With the pandemic putting a damper on, well, the year, many are looking forward to the upcoming holiday season to raise spirits.
And it begins tonight, as Jews in the Monadnock Region and beyond bring out their menorahs to celebrate Hanukkah. (The Hebrew word means “rededication”). Almost everyone knows the story of Christmas, but there may be some who don’t know the story of the eight-day miracle. Here is that story:
Antiochus IV ruled Syria from 175 to 162 B.C. (or, BCE, the period often referred to as Before the Common Era). He did not like the Jewish faith or its teachings, and he used his power to suppress it. He decreed that keeping the Sabbath, teaching the Torah and observing Jewish law were punishable by death. He went so far as to order Jews to eat pork — a meat prohibited under kosher laws — in the sacred Temple of Jerusalem.
That’s when revolutionary Judah Maccabee and the number eight enter the picture.
On the 25th day of the Jewish month of Kislev, Judah Maccabee and a handful of men liberated the temple from the forces of Antiochus IV. (The Jewish calendar is based on the lunar year, and this year that anniversary begins after sunset on December 10.) They kicked out Antiochus’s men, and began rededicating the sacred place.
Immediately, they lit the eternal flame. And, immediately, they found only enough oil to last for one day.

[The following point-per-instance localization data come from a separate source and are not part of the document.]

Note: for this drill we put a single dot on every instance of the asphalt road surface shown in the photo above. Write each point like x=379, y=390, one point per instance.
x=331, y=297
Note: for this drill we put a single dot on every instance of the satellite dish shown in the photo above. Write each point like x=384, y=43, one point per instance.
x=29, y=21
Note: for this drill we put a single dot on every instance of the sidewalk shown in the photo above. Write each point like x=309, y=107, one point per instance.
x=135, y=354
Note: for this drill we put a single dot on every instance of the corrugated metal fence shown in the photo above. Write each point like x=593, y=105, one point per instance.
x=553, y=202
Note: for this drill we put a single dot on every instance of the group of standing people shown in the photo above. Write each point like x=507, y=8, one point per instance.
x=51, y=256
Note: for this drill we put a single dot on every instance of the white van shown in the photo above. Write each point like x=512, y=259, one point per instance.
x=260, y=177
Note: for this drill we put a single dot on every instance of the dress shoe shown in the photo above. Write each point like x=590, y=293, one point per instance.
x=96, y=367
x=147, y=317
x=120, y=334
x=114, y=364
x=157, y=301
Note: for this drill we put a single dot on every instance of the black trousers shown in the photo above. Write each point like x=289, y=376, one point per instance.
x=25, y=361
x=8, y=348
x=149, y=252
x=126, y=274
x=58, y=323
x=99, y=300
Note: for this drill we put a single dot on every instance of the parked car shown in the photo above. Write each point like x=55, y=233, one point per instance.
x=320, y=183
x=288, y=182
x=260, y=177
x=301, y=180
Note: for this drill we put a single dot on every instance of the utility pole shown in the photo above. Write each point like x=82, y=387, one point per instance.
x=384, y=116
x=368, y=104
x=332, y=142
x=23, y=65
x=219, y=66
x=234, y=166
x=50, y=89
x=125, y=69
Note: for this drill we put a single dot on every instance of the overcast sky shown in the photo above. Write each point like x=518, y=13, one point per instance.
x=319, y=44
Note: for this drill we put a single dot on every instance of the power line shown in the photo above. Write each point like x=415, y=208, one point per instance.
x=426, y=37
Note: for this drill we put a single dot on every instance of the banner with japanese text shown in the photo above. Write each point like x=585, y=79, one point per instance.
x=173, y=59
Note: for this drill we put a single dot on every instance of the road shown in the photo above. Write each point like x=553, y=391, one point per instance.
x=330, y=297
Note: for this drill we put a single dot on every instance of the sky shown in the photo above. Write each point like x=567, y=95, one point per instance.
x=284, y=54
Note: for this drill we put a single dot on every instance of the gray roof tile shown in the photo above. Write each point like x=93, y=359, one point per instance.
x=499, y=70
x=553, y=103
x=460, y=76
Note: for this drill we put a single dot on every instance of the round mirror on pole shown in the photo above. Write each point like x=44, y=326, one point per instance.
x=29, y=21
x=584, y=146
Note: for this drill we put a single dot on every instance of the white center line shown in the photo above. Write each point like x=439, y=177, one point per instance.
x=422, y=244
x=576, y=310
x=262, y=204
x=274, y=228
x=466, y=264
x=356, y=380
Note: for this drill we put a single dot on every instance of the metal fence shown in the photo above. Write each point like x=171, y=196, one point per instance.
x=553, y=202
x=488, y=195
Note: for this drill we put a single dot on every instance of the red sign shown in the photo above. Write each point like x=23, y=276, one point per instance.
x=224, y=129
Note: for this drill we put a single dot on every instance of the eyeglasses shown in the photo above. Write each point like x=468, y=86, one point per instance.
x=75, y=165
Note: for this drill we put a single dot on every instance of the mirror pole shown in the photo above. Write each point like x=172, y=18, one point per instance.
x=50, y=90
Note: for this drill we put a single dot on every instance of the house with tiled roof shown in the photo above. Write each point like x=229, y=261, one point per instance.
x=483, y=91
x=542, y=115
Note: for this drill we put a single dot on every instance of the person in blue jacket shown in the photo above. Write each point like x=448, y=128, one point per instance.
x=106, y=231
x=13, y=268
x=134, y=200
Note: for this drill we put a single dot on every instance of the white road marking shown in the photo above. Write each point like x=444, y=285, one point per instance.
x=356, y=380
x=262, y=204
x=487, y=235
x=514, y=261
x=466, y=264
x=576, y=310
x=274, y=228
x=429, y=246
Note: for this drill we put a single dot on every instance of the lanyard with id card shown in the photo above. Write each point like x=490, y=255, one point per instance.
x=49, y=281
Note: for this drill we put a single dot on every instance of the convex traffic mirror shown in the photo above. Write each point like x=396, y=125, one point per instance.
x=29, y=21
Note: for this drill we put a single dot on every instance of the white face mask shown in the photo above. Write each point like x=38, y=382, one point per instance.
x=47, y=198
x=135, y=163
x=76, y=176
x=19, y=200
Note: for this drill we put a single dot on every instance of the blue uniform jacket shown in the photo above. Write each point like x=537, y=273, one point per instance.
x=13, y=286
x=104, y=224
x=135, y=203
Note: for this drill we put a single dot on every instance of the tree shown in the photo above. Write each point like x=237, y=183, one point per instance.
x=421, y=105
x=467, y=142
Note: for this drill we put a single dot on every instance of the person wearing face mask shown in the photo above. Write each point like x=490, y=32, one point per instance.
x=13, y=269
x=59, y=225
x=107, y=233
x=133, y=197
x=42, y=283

But, according to the legend, the oil used to light the flame was no ordinary oil; it was holy oil. Miraculously, it lasted eight days — long enough for a messenger to return with a further supply.
While this over 2,100-year-old story recounts one of the first recorded wars fought in the name of religious freedom, the eight-day Hanukkah festival of lights is, in religious terms, considered a minor holiday in the Jewish tradition of celebrations. But it has grown in importance in Western countries, as Jews have sought to proclaim their identity surrounded by the symbols of Christmas.
This year the festival spirit, like all our spirits, may be more challenged amidst the pandemic surging across the country and world. But challenging times point up the value of heritage and tradition, and a festival that honors a miracle by the lighting of a menorah as a symbol of hope shining through darkness couldn’t be more welcome. Happy Hanukkah.